Nel 2015 e nel 2016, per esempio, sono spariti vari librai legati a una casa editrice nota per aver pubblicato dei libri scandalistici sulle vite private dei dirigenti del Partito comunista. All’inizio del 2017 le autorità tailandesi, probabilmente in risposta alle pressioni di Pechino, hanno vietato l’ingresso nel paese a Joshua Wong, il capo del movimento degli ombrelli che era stato invitato a Bangkok per tenere un discorso. Più di recente, altri leader della protesta coinvolti in azioni di disobbedienza civile nel 2014 sono stati incriminati per presunti reati commessi vari anni prima, e le loro condanne sono arrivate il giorno dopo l’insediamento del nuovo chief executive di Hong Kong, vicino alle posizioni di Pechino, e nominato dopo elezioni nelle quali ha potuto votare solo una minima parte della popolazione locale.

Compito più facile
Ci sono molte variabili in gioco nell’inasprimento della posizione di Pechino nei confronti di Hong Kong, ma un elemento che facilita il compito degli attuali dirigenti del Partito comunista cinese, rispetto ai loro predecessori, è la mutata posizione globale della Cina.

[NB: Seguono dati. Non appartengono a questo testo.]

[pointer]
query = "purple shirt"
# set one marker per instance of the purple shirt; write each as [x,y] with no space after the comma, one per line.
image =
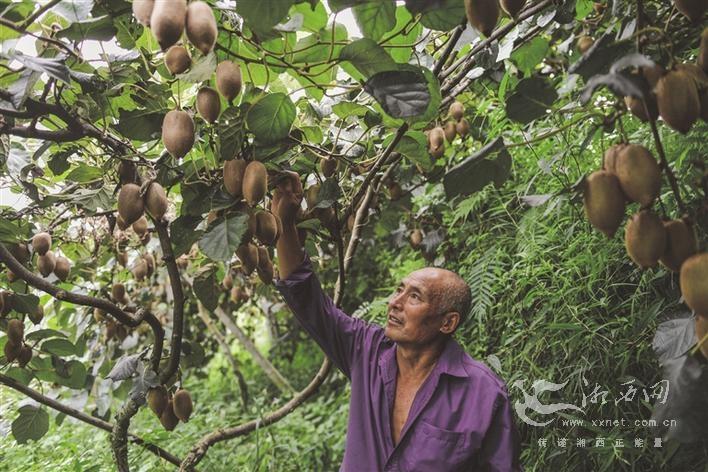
[461,417]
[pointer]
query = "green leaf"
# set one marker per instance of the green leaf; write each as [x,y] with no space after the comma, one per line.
[223,237]
[85,173]
[271,117]
[33,423]
[59,346]
[375,18]
[368,57]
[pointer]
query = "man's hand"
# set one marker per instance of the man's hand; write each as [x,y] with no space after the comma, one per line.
[287,197]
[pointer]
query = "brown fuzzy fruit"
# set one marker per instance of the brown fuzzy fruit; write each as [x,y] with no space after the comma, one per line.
[178,133]
[482,15]
[140,226]
[41,243]
[15,331]
[638,173]
[328,166]
[182,405]
[584,43]
[167,21]
[228,79]
[168,419]
[130,204]
[156,201]
[512,7]
[12,351]
[142,10]
[450,131]
[266,228]
[694,283]
[233,176]
[177,60]
[463,127]
[208,104]
[692,9]
[255,182]
[62,268]
[201,26]
[678,100]
[248,255]
[157,400]
[681,244]
[456,110]
[46,263]
[265,266]
[604,201]
[645,238]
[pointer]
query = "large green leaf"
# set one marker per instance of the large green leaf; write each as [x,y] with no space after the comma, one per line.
[33,423]
[223,237]
[271,117]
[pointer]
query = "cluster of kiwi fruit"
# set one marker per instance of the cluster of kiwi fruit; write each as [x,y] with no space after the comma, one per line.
[483,15]
[15,347]
[170,408]
[678,95]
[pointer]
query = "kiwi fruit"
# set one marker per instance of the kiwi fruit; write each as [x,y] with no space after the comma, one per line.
[462,127]
[694,283]
[15,331]
[178,133]
[638,173]
[62,268]
[677,99]
[604,201]
[167,21]
[142,10]
[266,228]
[140,269]
[12,351]
[140,226]
[177,60]
[416,238]
[168,419]
[450,130]
[645,238]
[328,166]
[482,15]
[681,244]
[703,52]
[156,201]
[456,110]
[512,7]
[255,182]
[130,204]
[182,405]
[228,79]
[157,400]
[701,331]
[248,255]
[233,176]
[41,243]
[46,263]
[24,356]
[584,43]
[208,104]
[201,26]
[691,9]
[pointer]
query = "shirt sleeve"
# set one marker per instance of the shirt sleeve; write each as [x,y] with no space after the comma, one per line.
[501,446]
[339,335]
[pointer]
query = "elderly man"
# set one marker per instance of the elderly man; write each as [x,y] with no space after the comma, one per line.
[418,402]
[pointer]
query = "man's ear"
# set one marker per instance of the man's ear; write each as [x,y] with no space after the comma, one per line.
[450,321]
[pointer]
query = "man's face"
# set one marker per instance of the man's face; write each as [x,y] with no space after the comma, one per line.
[413,310]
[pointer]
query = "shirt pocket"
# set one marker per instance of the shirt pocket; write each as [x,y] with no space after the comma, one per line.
[431,448]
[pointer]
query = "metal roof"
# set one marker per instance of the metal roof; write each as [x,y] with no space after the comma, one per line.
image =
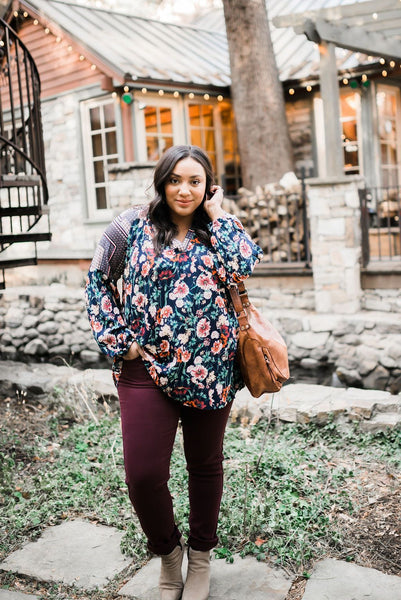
[148,49]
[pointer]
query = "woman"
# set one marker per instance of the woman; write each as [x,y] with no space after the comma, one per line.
[173,339]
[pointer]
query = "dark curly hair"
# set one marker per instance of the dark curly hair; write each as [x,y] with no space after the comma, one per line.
[159,213]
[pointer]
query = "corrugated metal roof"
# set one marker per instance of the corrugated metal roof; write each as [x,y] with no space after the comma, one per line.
[198,54]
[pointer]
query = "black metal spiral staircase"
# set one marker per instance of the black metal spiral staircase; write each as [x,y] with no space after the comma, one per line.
[23,188]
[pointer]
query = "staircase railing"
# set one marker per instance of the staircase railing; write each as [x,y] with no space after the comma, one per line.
[23,187]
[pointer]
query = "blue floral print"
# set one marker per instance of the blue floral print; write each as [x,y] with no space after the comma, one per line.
[175,305]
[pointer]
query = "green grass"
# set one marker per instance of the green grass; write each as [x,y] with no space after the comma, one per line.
[283,487]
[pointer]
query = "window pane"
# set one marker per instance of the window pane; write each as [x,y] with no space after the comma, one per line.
[150,119]
[209,141]
[207,114]
[213,161]
[109,115]
[349,130]
[166,122]
[99,171]
[165,143]
[152,148]
[194,115]
[97,145]
[196,137]
[101,201]
[111,142]
[95,118]
[350,155]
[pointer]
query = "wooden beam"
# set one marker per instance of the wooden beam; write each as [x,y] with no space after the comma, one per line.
[331,108]
[356,39]
[336,13]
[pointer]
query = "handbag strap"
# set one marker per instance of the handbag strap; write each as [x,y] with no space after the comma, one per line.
[240,300]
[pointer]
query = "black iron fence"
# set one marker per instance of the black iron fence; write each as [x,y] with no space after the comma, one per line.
[381,224]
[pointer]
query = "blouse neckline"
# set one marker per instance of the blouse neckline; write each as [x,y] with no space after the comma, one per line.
[182,246]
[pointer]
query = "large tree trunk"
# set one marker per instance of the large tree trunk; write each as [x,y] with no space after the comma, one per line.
[263,138]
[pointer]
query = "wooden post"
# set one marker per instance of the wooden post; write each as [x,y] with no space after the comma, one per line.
[331,108]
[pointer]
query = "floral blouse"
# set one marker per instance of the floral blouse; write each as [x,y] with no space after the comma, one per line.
[175,305]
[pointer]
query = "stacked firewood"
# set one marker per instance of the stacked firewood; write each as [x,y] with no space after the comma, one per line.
[273,216]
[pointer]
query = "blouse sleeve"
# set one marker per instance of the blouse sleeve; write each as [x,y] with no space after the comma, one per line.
[235,252]
[102,298]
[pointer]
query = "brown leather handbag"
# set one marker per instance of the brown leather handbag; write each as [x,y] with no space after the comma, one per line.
[262,352]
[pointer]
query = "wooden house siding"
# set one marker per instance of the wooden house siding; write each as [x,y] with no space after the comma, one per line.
[60,70]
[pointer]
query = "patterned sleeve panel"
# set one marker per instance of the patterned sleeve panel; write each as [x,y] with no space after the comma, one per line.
[235,251]
[101,294]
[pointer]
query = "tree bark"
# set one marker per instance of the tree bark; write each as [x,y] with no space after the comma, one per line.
[258,99]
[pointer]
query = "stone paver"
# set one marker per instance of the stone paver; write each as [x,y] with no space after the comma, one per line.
[339,580]
[74,553]
[245,579]
[11,595]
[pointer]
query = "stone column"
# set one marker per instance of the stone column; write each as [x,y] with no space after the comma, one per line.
[335,243]
[130,185]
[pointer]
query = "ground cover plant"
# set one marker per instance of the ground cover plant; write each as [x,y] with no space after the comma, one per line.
[293,493]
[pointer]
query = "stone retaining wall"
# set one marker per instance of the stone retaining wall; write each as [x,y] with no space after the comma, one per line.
[50,324]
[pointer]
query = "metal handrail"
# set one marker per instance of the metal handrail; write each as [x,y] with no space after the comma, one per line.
[21,136]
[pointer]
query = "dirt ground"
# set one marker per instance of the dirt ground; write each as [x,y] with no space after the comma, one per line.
[373,534]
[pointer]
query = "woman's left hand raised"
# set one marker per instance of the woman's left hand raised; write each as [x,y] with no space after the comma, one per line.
[213,202]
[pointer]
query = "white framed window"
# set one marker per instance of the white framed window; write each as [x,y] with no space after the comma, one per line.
[211,126]
[350,115]
[389,124]
[158,125]
[100,118]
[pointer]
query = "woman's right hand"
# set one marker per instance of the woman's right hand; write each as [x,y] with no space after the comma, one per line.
[134,352]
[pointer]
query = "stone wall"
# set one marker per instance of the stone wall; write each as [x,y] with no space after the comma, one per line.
[363,350]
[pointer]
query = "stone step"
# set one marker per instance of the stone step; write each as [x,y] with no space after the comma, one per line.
[339,580]
[74,553]
[382,422]
[244,579]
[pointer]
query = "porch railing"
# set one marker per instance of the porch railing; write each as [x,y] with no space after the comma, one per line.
[381,224]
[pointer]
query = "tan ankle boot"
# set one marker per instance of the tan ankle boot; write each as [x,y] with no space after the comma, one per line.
[197,583]
[170,582]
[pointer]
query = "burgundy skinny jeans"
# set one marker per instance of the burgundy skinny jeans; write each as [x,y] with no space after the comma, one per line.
[149,421]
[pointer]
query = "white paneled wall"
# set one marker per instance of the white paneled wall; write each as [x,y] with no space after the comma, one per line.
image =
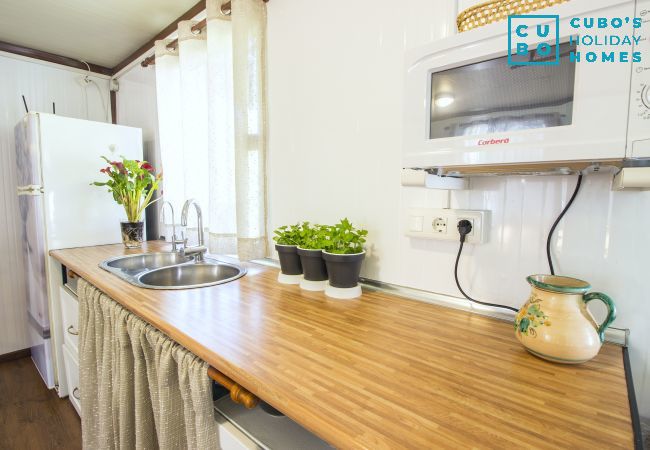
[136,107]
[41,84]
[335,93]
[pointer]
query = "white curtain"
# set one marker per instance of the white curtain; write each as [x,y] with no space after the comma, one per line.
[213,125]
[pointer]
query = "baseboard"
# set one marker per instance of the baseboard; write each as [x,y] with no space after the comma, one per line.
[18,354]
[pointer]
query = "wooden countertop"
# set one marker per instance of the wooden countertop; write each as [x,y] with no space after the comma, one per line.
[381,371]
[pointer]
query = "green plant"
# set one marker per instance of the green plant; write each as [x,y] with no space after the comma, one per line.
[288,234]
[314,237]
[132,184]
[345,238]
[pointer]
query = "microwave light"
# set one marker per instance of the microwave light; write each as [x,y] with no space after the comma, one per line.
[444,100]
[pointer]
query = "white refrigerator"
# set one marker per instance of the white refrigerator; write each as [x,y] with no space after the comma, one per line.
[57,160]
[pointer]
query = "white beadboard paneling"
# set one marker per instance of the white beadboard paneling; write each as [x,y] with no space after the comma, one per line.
[41,84]
[335,107]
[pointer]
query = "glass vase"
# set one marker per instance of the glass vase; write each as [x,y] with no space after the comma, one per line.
[132,233]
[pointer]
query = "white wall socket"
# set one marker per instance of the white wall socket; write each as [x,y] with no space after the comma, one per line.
[442,224]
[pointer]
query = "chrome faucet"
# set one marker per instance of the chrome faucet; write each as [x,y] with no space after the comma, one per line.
[200,249]
[161,220]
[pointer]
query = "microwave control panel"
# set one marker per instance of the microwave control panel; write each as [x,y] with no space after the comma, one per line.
[639,126]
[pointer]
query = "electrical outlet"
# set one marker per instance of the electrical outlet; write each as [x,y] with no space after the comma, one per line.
[439,225]
[444,224]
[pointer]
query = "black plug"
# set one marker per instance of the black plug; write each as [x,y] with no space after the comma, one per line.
[464,228]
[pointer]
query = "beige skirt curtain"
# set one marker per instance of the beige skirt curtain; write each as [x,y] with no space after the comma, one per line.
[139,389]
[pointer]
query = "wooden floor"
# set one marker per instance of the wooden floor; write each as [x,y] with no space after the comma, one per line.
[31,416]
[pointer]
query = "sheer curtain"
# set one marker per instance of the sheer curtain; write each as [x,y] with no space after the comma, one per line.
[212,114]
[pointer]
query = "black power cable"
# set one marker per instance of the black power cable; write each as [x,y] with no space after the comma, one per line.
[464,228]
[557,221]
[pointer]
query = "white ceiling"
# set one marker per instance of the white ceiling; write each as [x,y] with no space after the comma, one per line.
[102,32]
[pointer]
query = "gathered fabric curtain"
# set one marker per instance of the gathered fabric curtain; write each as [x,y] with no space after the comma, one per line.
[139,389]
[212,121]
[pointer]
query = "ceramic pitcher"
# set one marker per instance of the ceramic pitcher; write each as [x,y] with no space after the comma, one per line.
[555,324]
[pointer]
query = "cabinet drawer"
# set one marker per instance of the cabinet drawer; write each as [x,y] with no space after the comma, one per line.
[72,374]
[70,312]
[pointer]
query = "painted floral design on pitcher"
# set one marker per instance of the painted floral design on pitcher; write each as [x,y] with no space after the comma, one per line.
[531,316]
[574,336]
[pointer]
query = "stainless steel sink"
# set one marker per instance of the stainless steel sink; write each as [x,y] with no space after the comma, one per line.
[171,270]
[146,261]
[190,275]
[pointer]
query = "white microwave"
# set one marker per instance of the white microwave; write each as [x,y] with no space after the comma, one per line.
[467,110]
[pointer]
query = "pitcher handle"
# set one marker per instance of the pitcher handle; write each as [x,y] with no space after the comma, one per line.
[611,311]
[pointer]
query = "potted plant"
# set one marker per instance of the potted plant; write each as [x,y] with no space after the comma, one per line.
[343,258]
[132,184]
[313,239]
[287,238]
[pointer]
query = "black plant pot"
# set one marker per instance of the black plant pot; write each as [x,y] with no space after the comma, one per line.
[344,269]
[313,266]
[289,259]
[132,233]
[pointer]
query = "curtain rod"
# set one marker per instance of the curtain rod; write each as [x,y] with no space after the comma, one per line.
[226,10]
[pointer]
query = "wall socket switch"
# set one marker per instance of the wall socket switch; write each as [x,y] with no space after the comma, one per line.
[443,224]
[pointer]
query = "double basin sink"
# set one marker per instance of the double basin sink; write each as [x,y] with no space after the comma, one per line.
[172,270]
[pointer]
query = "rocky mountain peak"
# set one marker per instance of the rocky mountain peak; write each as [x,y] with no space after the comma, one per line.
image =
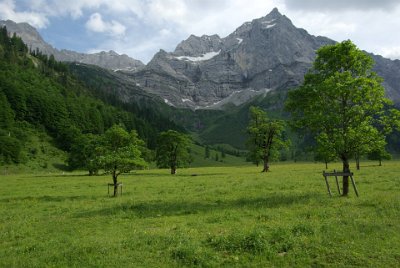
[196,46]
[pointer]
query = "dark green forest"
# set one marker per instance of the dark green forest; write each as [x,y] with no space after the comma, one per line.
[66,104]
[41,95]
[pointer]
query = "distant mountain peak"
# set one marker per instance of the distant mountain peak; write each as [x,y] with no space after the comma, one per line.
[109,60]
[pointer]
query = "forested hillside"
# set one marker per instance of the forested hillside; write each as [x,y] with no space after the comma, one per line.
[40,97]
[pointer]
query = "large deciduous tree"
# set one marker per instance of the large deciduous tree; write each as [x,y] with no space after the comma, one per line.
[265,137]
[341,101]
[120,153]
[173,150]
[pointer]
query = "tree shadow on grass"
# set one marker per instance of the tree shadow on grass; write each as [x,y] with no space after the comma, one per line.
[46,198]
[185,207]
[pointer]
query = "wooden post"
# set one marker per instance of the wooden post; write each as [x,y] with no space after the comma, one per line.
[327,183]
[354,185]
[337,182]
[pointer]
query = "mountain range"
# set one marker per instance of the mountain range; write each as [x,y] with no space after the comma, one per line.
[268,54]
[109,60]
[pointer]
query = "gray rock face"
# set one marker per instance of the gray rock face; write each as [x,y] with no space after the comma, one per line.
[109,60]
[265,54]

L’accresciuta importanza della borsa di Shanghai e il ruolo centrale della Cina nella nuova Banca asiatica d’investimento infrastrutturale, per citare solo due sviluppi recenti, hanno diminuito la dipendenza di Pechino nei confronti di Hong Kong come centro di collegamento con il resto del mondo. Dato l’attuale clima internazionale, Xi si sentirà meno vincolato dalle reazioni internazionali di fronte a un inasprimento delle azioni contro la società civile di Hong Kong di quanto lo fu Hu Jintao in occasione del decennale. Anche il coinvolgimento della Cina in progetti di sviluppo nei paesi vicini contribuisce a divieti d’ingresso come quello imposto a Joshua Wong dalla Thailandia, che non a caso è uno dei paesi dove si sono perse le tracce di uno dei librai scomparsi.

Insomma, se è proprio a causa dell’avvicinamento al capitalismo che la Cina è ancora governata da un partito comunista, allo stesso modo questo avvicinamento è una delle cause delle sofferenze della sua città più globalizzata.